Leveraging Structural Similarity for Performance Estimation of Deep Learning Training Jobs

Supervisors: Mahmoud Alasmar
Date: 2025-04-04
Type: internship
Description:

Deep learning (DL) workload-aware schedulers make decisions based on performance data collected through a process called profiling. However, profiling each job individually is computationally expensive, reducing the practicality of such approaches. Fortunately, DL models exhibit structural similarities that can be leveraged to develop alternative methods for performance estimation. One promising approach involves representing DL models as graphs and measuring their similarity using Graph Edit Distance (GED) [1]. By analyzing the structural similarities between models, we can potentially predict the performance of one model based on the known performance of another, reducing the need for extensive profiling.
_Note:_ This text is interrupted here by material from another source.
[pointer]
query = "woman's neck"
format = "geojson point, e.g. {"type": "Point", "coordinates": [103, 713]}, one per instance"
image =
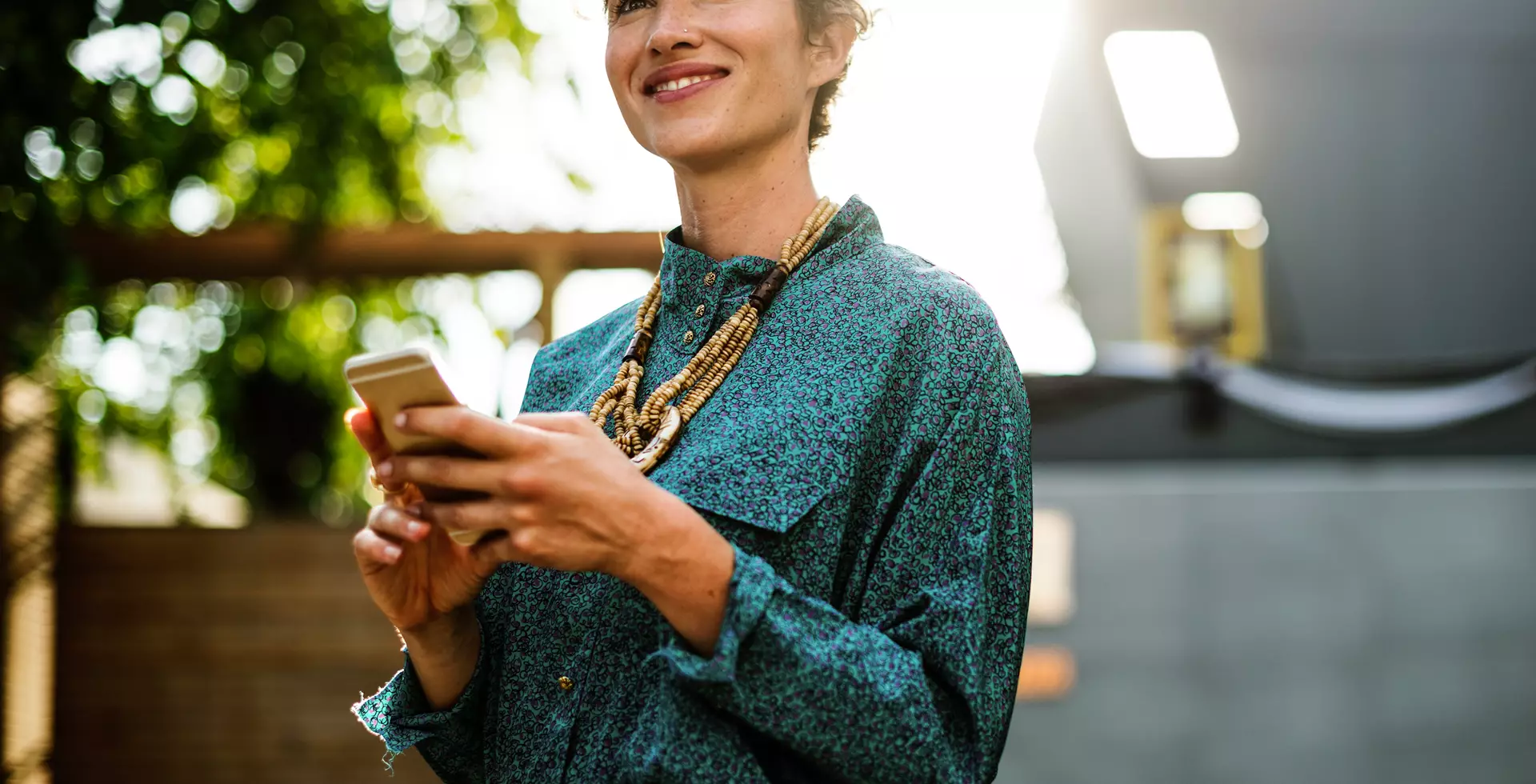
{"type": "Point", "coordinates": [749, 208]}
In this project, you will: Study and implement the similarity matching mechanism proposed in [2], compare runtime performance of similar DL models, focusing on key metrics such as GPU utilization and power consumption, and investigate the relationship between model similarity and performance predictability, trying to answer the following question: Given two similar DL models and the performance of one, what can we infer about the performance of the other? You will work with a selected set of DL training models, and performance metrics will be collected using Nvidia's GPU profiling tools, such as DCGM.
References:
Fei Bi, Lijun Chang, Xuemin Lin, Lu Qin, and Wenjie Zhang. 2016. Efficient Subgraph Matching by Postponing Cartesian Products. In Proceedings of the 2016 International Conference on Management of Data (SIGMOD '16). Association for Computing Machinery, New York, NY, USA, 1199–1214 Lai, F., Dai, Y., Madhyastha, H. V., & Chowdhury, M. (2023). {ModelKeeper}: Accelerating {DNN} training via automated training warmup. In 20th USENIX Symposium on Networked Systems Design and Implementation (NSDI 23) (pp. 769-785).